Overhauling the notion of output range

Andrei Alexandrescu SeeWebsiteForEmail at erdani.org
Tue Jul 13 08:05:59 PDT 2010


On 07/13/2010 06:15 AM, Steven Schveighoffer wrote:
> On Mon, 12 Jul 2010 22:58:07 -0400, Andrei Alexandrescu
> <SeeWebsiteForEmail at erdani.org> wrote:
>> Actually a char[] is not a valid output range. Overwriting
>> variable-length codes with other variable-length codes might mess up
>> the string.
>
> Hm... I think it should be, and here is why.
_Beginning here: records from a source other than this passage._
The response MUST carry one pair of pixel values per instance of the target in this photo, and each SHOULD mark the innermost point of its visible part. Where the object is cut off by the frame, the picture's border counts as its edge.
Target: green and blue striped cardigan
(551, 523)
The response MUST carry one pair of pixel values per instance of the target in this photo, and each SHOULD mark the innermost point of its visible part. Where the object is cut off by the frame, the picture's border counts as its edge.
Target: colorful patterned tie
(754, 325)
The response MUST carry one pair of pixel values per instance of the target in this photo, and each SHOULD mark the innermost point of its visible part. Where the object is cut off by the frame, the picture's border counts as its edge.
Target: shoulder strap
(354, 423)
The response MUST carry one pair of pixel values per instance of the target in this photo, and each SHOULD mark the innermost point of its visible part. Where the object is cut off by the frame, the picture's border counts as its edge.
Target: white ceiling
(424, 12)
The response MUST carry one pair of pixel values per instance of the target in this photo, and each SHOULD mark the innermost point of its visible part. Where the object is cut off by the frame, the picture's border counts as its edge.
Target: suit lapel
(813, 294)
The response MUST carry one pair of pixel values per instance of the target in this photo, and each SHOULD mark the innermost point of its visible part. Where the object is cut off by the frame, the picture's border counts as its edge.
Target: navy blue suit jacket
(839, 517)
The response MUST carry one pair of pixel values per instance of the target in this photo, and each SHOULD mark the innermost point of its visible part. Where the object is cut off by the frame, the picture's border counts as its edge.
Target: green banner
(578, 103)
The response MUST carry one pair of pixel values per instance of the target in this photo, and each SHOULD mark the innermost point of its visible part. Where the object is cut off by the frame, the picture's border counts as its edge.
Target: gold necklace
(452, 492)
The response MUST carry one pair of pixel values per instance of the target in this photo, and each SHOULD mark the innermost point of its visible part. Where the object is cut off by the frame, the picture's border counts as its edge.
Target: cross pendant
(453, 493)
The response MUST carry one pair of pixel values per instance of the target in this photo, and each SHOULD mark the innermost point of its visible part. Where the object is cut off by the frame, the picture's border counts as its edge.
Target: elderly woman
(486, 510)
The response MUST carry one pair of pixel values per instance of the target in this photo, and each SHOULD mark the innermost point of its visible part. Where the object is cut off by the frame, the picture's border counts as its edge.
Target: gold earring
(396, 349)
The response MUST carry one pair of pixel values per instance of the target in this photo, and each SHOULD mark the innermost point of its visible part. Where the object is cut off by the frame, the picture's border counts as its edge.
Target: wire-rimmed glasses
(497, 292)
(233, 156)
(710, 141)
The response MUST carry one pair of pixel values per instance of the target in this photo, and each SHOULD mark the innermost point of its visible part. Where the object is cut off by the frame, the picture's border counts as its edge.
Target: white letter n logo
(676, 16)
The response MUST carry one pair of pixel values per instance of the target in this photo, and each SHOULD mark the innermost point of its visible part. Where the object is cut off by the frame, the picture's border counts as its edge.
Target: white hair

Imagine this situation:
>
> char[1024] buffer = void; // allocate some blank space on the stack
> put(buffer, someInputRange);
>
> But the above won't compile anyways, because a ref char[1024] isn't a
> range, and even if it was, it would be left in a state where it pointed
> to the uninitialized data. What we need is a helper struct, and then we
> are covered.
>
> char[1024] buffer = void;
> CharBuilder builder(buffer[]); // defines put
> put(builder, someInputRange);
>
> So I think we are good. Does Appender work here?

Appender doesn't currently work with fixed-size buffers, but it could 
and should be made to work. It's a good idea.